Positioneer 3-4 passers rondom de paint, op verschillende afstanden en hoeken ten opzichte van de basket. Bijvoorbeeld: één passer op de baseline links van de basket, één aan de rechterkant, één op de vrije worplijn, en één net buiten de driepuntslijn.
De speler die gaat afwerken begint in de paint, klaar om snel naar verschillende posities te bewegen voor een schot of lay-up.
Uitvoering:
De passers geven de speler snel achter elkaar passes vanuit verschillende hoeken.
De speler ontvangt de bal, maakt snel een lay-up, een korte sprongschot of een floater, en beweegt direct naar de volgende positie om de volgende pass te ontvangen.
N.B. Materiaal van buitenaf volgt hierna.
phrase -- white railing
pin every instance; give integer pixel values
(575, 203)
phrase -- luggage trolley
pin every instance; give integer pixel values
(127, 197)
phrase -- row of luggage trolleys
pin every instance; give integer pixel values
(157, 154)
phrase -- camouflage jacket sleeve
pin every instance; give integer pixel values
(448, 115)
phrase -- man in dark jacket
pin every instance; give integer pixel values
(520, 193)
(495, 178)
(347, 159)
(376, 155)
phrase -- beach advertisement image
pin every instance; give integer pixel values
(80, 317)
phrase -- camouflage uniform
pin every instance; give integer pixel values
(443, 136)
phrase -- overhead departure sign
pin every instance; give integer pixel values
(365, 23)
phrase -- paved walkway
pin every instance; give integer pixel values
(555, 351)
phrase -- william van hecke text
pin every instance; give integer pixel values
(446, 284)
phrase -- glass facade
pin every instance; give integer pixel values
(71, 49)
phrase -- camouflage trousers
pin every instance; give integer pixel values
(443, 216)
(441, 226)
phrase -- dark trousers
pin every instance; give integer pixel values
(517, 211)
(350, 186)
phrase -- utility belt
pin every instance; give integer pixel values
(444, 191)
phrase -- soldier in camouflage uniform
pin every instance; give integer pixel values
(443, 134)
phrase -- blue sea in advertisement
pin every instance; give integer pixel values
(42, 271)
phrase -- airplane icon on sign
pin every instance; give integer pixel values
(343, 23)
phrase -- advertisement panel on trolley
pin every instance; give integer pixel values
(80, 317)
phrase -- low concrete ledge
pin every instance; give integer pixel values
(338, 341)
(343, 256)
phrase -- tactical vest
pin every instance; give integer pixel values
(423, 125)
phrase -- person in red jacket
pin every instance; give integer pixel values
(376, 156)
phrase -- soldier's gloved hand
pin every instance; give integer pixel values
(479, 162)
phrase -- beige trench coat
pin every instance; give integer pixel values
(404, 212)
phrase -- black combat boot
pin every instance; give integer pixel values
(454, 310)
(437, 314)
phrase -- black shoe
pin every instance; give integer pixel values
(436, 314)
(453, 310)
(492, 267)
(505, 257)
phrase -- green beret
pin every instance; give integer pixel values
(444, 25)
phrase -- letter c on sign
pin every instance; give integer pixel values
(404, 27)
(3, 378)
Na elke score pikt de speler direct de volgende pass op en herhaalt het afwerken, zonder pauze tussen de schoten.
Het doel is om in een hoog tempo te werken en zoveel mogelijk snelle afwerkingen te maken binnen een bepaalde tijdslimiet (bijvoorbeeld 30 seconden tot 1 minuut).
Focuspunten:
Timing en reactievermogen: Spelers moeten leren om de bal op het juiste moment te ontvangen en af te werken, wat hun reactievermogen en coördinatie versterkt.
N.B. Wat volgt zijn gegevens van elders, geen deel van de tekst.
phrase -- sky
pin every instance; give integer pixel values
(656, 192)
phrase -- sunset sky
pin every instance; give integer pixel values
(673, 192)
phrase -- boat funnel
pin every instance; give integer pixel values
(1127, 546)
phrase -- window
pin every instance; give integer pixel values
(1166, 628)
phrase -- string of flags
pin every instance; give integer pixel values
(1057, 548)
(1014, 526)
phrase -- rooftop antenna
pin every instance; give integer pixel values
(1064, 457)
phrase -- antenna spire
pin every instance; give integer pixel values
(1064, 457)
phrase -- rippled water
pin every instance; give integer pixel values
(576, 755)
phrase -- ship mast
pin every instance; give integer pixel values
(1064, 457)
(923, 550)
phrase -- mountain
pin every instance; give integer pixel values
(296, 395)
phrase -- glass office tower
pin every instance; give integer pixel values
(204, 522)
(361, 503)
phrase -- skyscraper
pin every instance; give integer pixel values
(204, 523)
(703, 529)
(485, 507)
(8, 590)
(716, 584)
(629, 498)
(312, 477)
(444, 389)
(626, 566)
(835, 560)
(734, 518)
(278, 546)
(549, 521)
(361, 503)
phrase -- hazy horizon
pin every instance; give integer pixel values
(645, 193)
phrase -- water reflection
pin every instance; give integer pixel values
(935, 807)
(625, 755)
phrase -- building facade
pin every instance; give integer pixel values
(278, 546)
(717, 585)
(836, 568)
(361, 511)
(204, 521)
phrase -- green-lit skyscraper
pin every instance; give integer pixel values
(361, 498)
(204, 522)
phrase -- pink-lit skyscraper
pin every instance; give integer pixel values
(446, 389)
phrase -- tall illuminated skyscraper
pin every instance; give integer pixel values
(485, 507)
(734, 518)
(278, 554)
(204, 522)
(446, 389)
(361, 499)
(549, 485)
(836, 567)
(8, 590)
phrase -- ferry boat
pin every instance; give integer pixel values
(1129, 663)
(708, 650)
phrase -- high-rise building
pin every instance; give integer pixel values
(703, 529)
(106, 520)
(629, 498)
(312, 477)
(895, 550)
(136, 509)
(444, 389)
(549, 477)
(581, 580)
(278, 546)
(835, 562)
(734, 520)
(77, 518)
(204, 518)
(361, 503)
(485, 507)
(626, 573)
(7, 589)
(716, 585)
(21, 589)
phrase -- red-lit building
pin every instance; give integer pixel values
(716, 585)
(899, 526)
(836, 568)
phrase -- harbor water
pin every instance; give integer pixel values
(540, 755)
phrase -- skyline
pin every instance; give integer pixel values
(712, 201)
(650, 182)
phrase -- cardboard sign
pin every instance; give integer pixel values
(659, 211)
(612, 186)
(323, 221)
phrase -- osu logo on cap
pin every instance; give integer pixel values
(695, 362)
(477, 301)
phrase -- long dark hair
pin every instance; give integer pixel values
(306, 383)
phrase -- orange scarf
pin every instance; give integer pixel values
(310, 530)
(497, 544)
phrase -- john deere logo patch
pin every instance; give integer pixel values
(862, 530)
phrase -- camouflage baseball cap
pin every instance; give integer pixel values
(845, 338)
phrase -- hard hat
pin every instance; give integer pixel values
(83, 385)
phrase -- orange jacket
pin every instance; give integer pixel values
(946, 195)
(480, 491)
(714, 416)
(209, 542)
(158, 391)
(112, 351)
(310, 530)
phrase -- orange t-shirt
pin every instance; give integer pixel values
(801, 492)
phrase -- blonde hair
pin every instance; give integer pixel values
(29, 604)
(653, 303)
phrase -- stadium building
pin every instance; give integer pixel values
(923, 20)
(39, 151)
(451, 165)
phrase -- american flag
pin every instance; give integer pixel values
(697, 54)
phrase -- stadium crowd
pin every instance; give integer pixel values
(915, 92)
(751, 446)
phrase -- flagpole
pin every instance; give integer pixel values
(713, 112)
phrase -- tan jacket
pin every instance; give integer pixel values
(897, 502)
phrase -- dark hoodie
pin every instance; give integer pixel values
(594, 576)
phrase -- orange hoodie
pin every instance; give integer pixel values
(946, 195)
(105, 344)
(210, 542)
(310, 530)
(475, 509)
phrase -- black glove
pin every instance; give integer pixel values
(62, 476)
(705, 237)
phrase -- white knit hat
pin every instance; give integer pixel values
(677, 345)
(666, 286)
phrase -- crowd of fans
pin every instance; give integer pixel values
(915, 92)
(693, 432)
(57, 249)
Conditie: Door de intensiteit van de oefening verbetert het uithoudingsvermogen van de speler, wat hen helpt om ook in slopende wedstrijden onder druk te kunnen scoren.
Afwerkingspercentage onder druk: Het snelle tempo en de variatie in passes helpen om hun precisie en controle te verbeteren, zelfs als ze vermoeid raken.
Variaties voor gevorderden:
Voeg een verdediger toe die lichte druk uitoefent, zodat de speler moet leren afwerken onder verdedigde omstandigheden.
Werk met een puntensysteem: stel een doel (bijvoorbeeld 10 gemaakte schoten in 1 minuut) om motivatie toe te voegen en competitie te stimuleren.
Pas de afstand van de passers aan, zodat spelers vanuit zowel dichtbij als veraf leren afwerken.